The following Bottom Lines have been updated following this week's Senate primaries in Nebraska and Pennslyvania
In 2012, Deb Fischer, then a state legislator, scored an upset in the Republican primary by beating two better-known and battle-tested candidates. She took 41 percent to 36 percent for then-Attorney General Jon Bruning and 19 percent for state Treasurer Don Stenberg. Democrats recruited former U.S. Sen. Bob Kerrey to run, but Kerrey had been living in New York City for much of the previous decade and Republicans were able to portray him as out of touch with voters. Fischer prevailed in the general election, 55 percent to 42 percent.
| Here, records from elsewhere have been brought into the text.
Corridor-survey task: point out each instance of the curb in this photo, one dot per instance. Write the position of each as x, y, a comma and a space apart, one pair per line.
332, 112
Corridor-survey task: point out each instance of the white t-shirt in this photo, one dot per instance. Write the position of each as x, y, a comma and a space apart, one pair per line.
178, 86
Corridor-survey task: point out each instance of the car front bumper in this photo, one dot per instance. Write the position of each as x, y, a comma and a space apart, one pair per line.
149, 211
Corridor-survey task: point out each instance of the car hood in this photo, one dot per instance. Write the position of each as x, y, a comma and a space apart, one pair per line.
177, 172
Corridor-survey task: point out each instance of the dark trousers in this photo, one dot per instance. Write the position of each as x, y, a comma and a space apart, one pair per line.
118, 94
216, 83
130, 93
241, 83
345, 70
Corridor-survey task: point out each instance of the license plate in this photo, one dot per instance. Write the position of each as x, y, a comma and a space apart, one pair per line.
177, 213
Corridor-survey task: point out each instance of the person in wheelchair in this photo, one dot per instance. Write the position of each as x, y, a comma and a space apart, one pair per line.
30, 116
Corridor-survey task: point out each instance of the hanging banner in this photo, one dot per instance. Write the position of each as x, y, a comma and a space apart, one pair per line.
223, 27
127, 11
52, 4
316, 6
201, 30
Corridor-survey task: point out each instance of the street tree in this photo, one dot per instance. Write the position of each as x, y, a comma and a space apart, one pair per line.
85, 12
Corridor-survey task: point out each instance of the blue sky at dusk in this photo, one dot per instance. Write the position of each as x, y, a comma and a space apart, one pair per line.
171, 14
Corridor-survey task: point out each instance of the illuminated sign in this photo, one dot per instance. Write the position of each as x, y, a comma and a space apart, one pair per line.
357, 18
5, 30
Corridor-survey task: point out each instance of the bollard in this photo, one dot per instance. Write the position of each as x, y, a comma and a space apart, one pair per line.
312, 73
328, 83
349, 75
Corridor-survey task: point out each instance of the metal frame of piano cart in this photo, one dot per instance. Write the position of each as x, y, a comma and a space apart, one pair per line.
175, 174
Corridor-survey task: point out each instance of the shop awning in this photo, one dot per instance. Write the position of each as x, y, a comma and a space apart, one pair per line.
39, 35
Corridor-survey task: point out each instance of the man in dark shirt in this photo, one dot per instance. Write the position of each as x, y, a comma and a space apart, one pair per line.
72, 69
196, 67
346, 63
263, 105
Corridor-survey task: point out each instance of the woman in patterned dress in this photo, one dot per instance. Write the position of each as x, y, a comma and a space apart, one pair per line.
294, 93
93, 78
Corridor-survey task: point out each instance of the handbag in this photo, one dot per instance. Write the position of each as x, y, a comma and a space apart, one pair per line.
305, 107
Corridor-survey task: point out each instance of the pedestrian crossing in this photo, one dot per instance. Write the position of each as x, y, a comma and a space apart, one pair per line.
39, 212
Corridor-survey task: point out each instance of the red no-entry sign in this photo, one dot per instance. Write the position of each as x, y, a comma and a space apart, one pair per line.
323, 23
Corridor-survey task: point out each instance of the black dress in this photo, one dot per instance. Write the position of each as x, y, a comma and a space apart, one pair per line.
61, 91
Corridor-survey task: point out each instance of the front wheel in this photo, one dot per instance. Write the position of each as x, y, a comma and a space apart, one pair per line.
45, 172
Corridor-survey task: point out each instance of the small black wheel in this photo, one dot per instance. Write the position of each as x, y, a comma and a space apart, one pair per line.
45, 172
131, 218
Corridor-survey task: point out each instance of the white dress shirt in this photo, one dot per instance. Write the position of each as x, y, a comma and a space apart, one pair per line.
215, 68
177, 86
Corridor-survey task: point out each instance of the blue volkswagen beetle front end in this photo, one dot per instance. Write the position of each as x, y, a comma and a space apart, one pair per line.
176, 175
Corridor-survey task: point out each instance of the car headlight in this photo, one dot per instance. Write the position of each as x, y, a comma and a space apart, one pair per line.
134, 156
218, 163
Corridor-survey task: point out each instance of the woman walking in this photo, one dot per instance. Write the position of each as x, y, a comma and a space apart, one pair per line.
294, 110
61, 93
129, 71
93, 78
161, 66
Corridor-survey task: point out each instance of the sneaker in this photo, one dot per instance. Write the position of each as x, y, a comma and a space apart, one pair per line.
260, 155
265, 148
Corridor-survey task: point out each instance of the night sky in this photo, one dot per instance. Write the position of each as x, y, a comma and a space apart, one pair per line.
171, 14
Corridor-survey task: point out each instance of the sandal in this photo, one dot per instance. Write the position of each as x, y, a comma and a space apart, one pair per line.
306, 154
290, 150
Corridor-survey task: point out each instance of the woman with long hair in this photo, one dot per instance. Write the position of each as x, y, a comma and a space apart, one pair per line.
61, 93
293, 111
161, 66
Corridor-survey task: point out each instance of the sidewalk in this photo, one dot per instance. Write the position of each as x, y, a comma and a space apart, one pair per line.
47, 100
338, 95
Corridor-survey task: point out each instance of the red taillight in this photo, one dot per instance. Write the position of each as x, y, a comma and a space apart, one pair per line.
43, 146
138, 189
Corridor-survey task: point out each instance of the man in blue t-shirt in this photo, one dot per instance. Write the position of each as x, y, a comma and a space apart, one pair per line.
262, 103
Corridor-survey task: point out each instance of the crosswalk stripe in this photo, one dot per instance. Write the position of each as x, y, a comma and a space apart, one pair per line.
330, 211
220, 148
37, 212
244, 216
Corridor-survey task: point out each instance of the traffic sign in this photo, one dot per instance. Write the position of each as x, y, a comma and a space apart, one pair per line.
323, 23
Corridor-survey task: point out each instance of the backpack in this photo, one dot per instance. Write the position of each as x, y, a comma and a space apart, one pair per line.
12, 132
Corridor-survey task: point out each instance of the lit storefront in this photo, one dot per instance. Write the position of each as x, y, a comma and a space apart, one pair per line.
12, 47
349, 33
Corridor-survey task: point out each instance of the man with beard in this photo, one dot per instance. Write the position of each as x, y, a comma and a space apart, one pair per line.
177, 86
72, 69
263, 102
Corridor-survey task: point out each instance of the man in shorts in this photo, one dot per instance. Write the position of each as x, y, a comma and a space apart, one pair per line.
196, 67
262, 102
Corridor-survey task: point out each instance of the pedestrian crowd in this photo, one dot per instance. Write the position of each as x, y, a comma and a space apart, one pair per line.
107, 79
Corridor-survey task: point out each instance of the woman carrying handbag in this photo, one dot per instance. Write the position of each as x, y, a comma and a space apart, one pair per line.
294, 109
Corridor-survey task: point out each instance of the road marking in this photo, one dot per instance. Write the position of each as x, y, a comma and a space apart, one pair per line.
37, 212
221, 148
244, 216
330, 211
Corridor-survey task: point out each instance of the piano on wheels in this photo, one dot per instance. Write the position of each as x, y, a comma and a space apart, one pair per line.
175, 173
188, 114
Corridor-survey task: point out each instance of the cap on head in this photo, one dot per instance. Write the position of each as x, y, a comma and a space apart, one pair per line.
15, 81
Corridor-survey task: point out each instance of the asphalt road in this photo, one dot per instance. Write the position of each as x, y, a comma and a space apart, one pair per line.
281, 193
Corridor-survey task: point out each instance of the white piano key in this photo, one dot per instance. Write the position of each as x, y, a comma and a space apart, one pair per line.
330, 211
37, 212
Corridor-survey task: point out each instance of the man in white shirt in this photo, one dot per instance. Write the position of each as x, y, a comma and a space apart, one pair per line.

While Fischer has amassed a conservative voting record and doesn’t appear to have made any serious errors in her first term, the only poll released in the race suggests some softness in Fischer’s support; her re-elect and job approval scores were in the mid-30s. GOP strategists contend that their polling shows that Fischer is in a much stronger position. Fischer easily won the GOP primary with 76 percent against four other candidates. Given the poor political environment for Republicans, Democrats are recruiting even in solidly red states. They are enthusiastic about Lincoln City Councilwoman Jane Raybould, who is an executive in the small chain of grocery stores her family started in 1964. She won the Democratic nomination with 64 percent to 20 percent for bakery owner Chris Janicek; two other candidates combined to 16 percent. Nebraska isn’t friendly territory for Democrats, but Raybould is an appealing candidate. It isn’t clear whether she can get real traction here, but it’s worth watching developments. As such, the contest is in the Likely Republican column.
Democratic U.S. Sen. Bob Casey won this seat in 2006, a very good year for his party nationally, with 59 percent of the vote. In 2012, Casey was re-elected to a second term with 54 percent, outperforming President Barack Obama by two points. That year, GOP nominee Tom Smith, a political novice and former coal company executive, spent enough personal money to make the race interesting, but never got close enough to pose a real threat to Casey. Republicans are on a high after carrying the state in the 2016 presidential contest and seeing U.S. Sen. Pat Toomey win a second term, but giving Casey a competitive race won’t be easy. U.S. Rep. Lou Barletta, who had his party’s endorsement, won the primary with 63 percent to 37 percent for state Rep. Jim Christiana. He has represented the Harrisburg/suburban Wilkes-Barre-based 11th congressional district since 2010. Barletta has been the target of criticism from GOP leaders and activists in the state who question whether he can raise the kind of money and run the effective campaign necessary to give Casey a competitive race. As such, the onus is entirely on Barletta to make this a competitive contest. It is in the Likely Democrat column.